第二十四話 姉弟
「俺も生い立ちはカルロとほとんど一緒だ。まぁ、違っているのは一人、味方がいた事だ。姉なんだが、俺と同じように魔法がほとんど使えなかった。当然の流れでいじめられていたのは覚えている。」
マルスさんが何かをなつかしむような表情で話し始める。
「主に俺がいじめられていたんだが、姉が必ず助けてくれた。正義感が強いというか、人の事をほっとけないというか、ドジなんだけどかっこいい所もあったんだな。」
「いいお姉さんだったんですね。」
「まぁ、迷惑ばっかりかけていたからな……いっつも人の事を優先して自分の事は後回し。今でも、どうせあいつの事だ。誰かの為に東奔西走している事が目に浮かぶな……」
いい家族だなと思う。
一人でも頼れる人がいたら、心も楽になるだろう。
僕にも姉がいたらそんな感じなのかな……
「おっと、話が逸れたな。俺の場合はダンジョンではなく、図書館だったな。二人で歩いていた時に、急に目の前に現れて箱を渡してすぐに消えた。開けたら中に入っていたのは二冊の本と二つのペンダント。で、その本を読んだら、同じように魔法が使えなくなってその代わりに特定の魔法が使えるようになったというわけだ。」
「使えるようになったのは……何なんですか?」
「これを手に持った状態だと、縛魔法が使えるだけだ。」
そういって取りだしたのは、蛇をかたどったペンダント。
どこかで見た事がある気が……
「もちろん全属性で、上位互換の魔法も使えるようになったぞ。まぁ、普通の魔法が使えなくなったと言っても、魔法道具はまだ使えるがな。」
「えっと姉は、今どうしているのですか?」
「いい職業を見つけて働きに出たな。こっちの方面って事は覚えているんだが、場所とか町の名前を忘れてしまってな……」
聞けば聞くほど誰かに似ているような気がする。
声の質も、面影も似てるし……体つきとかは全く似ていないけど……まさかと思うけど……

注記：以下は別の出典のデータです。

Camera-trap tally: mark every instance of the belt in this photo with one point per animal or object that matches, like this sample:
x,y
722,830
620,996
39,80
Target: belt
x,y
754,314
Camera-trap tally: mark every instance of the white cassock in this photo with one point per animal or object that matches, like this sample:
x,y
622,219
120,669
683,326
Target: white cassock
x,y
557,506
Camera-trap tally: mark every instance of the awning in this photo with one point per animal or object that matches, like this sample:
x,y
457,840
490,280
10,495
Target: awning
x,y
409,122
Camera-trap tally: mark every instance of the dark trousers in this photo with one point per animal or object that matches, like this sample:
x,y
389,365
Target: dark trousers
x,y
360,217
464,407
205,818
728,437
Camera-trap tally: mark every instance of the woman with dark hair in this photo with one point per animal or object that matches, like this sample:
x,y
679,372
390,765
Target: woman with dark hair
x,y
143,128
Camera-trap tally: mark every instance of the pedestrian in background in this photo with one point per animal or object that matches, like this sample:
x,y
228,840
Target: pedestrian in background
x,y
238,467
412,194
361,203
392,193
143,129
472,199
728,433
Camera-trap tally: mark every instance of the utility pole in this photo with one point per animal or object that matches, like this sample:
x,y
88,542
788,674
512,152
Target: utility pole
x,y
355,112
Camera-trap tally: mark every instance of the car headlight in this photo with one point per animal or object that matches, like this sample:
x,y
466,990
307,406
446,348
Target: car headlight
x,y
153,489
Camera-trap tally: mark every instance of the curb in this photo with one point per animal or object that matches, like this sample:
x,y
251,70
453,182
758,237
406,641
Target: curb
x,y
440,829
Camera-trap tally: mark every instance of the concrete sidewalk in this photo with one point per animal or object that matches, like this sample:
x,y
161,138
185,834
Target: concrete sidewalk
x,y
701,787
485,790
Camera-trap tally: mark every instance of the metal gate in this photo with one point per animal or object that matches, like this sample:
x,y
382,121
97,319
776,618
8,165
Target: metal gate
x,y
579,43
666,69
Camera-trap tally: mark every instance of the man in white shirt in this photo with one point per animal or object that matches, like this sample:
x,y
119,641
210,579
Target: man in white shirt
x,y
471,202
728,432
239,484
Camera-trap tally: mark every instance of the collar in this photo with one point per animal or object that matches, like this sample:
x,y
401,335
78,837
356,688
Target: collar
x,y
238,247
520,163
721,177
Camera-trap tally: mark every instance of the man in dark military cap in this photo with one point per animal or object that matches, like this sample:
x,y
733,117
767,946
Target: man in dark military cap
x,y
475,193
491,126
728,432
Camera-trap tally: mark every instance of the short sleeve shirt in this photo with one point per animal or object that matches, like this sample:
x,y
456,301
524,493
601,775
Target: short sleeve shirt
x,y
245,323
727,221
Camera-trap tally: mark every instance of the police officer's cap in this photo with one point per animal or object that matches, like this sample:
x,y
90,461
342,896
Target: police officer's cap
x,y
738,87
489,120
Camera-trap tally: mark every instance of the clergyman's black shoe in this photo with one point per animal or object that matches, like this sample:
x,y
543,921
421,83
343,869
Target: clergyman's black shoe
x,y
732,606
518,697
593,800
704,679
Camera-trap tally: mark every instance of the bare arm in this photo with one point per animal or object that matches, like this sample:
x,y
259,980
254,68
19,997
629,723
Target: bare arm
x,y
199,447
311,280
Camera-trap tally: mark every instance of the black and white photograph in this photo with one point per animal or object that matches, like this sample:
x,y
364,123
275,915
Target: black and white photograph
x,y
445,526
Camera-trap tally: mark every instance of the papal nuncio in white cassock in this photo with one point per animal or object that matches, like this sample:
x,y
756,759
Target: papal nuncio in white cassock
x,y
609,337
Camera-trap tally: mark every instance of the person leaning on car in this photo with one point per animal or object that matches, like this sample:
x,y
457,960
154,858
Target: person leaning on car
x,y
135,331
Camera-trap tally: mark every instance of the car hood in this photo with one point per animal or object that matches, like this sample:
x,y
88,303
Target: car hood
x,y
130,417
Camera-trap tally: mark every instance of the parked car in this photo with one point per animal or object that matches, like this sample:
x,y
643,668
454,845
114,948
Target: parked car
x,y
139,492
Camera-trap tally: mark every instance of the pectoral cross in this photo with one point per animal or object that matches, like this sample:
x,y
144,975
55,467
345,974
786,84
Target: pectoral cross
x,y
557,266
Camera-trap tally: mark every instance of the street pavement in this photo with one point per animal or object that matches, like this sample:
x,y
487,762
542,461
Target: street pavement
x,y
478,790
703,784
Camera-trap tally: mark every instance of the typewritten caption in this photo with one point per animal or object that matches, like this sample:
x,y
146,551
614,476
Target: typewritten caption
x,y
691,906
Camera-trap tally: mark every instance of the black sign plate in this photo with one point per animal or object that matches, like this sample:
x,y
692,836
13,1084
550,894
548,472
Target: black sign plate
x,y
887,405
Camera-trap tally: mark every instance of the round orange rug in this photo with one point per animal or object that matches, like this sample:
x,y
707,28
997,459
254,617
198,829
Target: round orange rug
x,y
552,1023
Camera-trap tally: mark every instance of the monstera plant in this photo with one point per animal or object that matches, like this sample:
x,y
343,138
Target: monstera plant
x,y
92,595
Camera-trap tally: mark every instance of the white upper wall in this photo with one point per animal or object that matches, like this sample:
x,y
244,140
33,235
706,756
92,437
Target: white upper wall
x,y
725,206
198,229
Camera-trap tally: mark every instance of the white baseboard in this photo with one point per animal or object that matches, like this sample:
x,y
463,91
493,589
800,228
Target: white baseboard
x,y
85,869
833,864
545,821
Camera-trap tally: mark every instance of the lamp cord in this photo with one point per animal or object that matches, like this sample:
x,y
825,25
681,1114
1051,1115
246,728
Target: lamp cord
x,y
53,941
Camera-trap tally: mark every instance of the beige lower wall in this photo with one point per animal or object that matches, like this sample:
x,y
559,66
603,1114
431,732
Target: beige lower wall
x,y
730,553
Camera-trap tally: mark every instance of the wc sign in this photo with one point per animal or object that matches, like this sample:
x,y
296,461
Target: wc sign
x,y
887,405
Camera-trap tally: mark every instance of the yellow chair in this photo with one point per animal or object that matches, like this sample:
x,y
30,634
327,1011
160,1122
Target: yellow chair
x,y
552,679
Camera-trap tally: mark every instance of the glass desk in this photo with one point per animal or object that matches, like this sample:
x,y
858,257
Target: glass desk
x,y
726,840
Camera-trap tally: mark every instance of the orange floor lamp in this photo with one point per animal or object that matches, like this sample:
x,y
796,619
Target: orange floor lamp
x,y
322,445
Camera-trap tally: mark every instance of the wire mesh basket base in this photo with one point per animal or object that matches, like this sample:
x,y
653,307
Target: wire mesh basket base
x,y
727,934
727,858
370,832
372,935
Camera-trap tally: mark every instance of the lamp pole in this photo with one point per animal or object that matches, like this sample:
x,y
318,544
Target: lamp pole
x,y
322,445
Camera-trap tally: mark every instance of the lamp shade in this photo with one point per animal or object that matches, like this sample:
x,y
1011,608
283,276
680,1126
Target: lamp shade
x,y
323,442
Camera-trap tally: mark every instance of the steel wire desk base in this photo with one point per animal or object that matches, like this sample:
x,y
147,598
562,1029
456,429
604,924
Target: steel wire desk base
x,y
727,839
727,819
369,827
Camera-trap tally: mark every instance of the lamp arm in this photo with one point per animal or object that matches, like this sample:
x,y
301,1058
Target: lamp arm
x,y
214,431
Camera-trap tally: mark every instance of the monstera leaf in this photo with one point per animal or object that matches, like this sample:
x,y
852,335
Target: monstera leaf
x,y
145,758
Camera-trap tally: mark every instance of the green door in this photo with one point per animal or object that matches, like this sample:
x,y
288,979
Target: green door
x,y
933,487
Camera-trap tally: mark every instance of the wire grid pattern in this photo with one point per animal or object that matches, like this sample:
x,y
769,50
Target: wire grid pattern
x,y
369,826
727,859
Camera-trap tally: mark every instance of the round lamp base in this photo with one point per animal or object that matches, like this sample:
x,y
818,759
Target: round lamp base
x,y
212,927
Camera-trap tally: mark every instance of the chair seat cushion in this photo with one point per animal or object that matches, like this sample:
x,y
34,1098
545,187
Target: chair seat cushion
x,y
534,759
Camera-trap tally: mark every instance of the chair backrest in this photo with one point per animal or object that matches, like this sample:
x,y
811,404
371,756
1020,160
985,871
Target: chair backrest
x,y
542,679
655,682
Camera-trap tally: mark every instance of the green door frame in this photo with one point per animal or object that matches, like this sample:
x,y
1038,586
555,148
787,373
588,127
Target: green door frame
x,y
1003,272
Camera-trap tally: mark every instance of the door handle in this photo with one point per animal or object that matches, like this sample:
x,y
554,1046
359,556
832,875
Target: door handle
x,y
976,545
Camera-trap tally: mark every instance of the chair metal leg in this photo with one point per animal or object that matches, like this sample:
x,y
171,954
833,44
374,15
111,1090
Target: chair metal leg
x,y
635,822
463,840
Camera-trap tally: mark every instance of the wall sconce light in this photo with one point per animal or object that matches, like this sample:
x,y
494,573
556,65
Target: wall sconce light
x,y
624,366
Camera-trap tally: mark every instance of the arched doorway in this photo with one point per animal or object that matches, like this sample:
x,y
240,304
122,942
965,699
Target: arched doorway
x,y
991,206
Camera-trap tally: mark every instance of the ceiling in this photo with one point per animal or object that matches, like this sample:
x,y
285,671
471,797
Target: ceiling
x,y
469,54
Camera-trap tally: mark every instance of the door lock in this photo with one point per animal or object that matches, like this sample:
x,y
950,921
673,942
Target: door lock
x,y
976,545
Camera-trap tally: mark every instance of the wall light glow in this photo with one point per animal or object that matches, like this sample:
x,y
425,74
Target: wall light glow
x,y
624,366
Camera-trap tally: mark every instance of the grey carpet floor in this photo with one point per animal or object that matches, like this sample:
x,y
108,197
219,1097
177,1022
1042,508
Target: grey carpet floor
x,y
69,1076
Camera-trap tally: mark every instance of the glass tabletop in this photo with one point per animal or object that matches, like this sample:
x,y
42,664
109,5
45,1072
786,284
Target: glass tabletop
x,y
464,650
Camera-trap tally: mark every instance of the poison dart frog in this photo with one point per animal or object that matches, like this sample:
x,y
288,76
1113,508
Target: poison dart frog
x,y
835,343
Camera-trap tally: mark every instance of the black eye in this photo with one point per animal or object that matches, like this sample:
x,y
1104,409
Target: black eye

「まぁ、怒るとものすごい冷静になって容赦が無くなったからな……怒らせそうになった時は抑えるのに必死だったな……絶対零度の視線は本当にきつかったな……」
「……ほぼビンゴです……」
「ん?どうかしたのか?」
ものすごい覚えのある説明……
この人は絶対に……
「その姉の名前って……アイカとか言いますか?」
「何!?お前!心を読めるのか!?」
「……図星ですね。姉には学校の担任の先生としていろいろお世話になりました。」
アイカ先生から、前に蛇のペンダントを見せてくれたことがある。
宝物だと言っていたな……
「姉と会っているのか……どんなふうだった?また、正義感を暴走させていなかったか?」
「先生としてしっかりやってましたよ。正義感もものすごいありましたし、怒ると怖かったですし、変わっていないようですね……でも、何度か助けられましたね。」
「そうか……元気そうで良かった。」
マルスさんの表情が少し柔らかくなる。
これまで不思議に思っていたけど、アイカ先生の魔法を、縛魔法をしか見た事がなかったのは他の魔法が使えなかったからなのか……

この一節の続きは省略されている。